One of the sad realities of American politics is that jailing people, and jailing people under inhumaine circumstances remains very popular. For any given behavior that is socially undesirable it’s easy to find a large enough constituency that says “lock them up and throw away the key”, even if as a society we all agree that our criminal justice system is ineffective and out of control.
> under inhumane circumstances remains very popular.

I recently read an article about the popularity of '/r/justiceserved' type forums (the original tagline of this subreddit was "Now with 40% more police brutality" but was changed as it became more popular). I can't for the life of me find the article, but it was a fairly ambivalent account of how this kind of forum taps into a deeply innate arousal from visceral punishment. Something that the author decides, sadly, appears to be in all of us.

> lock them up and throw away the key

The "empathy gap" rears its ugly head.[1]

[1] https://en.wikipedia.org/wiki/Empathy_gap

Part of the issue is that nobody ever got elected to local law-enforcement/judicial positions (sheriffs, state atty generals, judges) by saying "I'm definitely going to arrest fewer people in your town".
This returns to my original point; people win elections promising to lock more people up because locking people up is very popular.
I'm not familiar with the rest of Altemeyer's work but I found this book fascinating to read; it tries to go into where some of that might come from.

https://theauthoritarians.org/options-for-getting-the-book/

Yeah, this is a big problem.

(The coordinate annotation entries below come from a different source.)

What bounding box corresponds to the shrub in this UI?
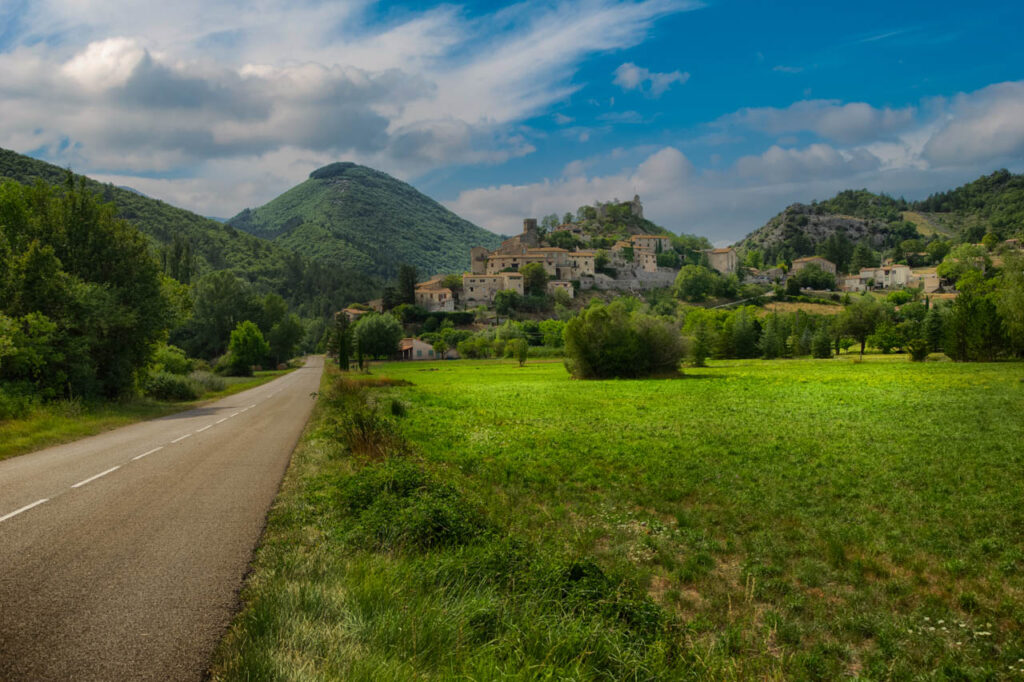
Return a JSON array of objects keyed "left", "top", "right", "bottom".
[
  {"left": 0, "top": 386, "right": 37, "bottom": 420},
  {"left": 565, "top": 301, "right": 684, "bottom": 379},
  {"left": 339, "top": 460, "right": 492, "bottom": 551},
  {"left": 145, "top": 372, "right": 201, "bottom": 400},
  {"left": 153, "top": 344, "right": 193, "bottom": 374},
  {"left": 188, "top": 370, "right": 227, "bottom": 393}
]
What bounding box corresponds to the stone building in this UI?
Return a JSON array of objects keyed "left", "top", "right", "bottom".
[
  {"left": 462, "top": 272, "right": 523, "bottom": 307},
  {"left": 790, "top": 256, "right": 836, "bottom": 275},
  {"left": 416, "top": 274, "right": 455, "bottom": 312},
  {"left": 702, "top": 247, "right": 739, "bottom": 274}
]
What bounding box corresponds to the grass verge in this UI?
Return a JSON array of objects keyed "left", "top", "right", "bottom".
[{"left": 0, "top": 370, "right": 291, "bottom": 460}]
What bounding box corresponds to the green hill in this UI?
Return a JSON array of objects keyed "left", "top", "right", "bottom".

A few years back there was white heroin being sold as cocaine in Amsterdam. So the Amsterdam government put up signs and issued warnings to call an ambulance immediatly if someone became unwell after using 'cocaine'.

Soon after it was discovered that a lot of American and British tourists were not doing this out of fear for getting arrested.

The Amsterdam government had to add a specific part to the signs (in English) saying you wouldn't be arrested if you called for help.

Creating a atmosphere of fear costs lives.

Article: https://www.washingtonpost.com/news/wonk/wp/2014/12/02/you-w...

Sign: https://www.washingtonpost.com/wp-apps/imrs.php?src=https://... (Bottom part)

Was it downvoted? It's currently top of HN, isn't greyed-out, and is only 2 minutes old.
It was when I commented.
The intent expressed is likely laudable, and the helpful approach overall preferred by the HN crowd -- however, the context, specifically associating drug consumption with addiction might not be popular among people who use psychoactive substances occasionally and no see themselves as addicts.
This isn’t an actual problem though, addiction is. If some people who do acid sometimes get their feelings hurt over something people aren’t even really accusing them of, I’d say that’s acceptable collateral
Not every person using drugs is addicted. Let's not make that kind of claim.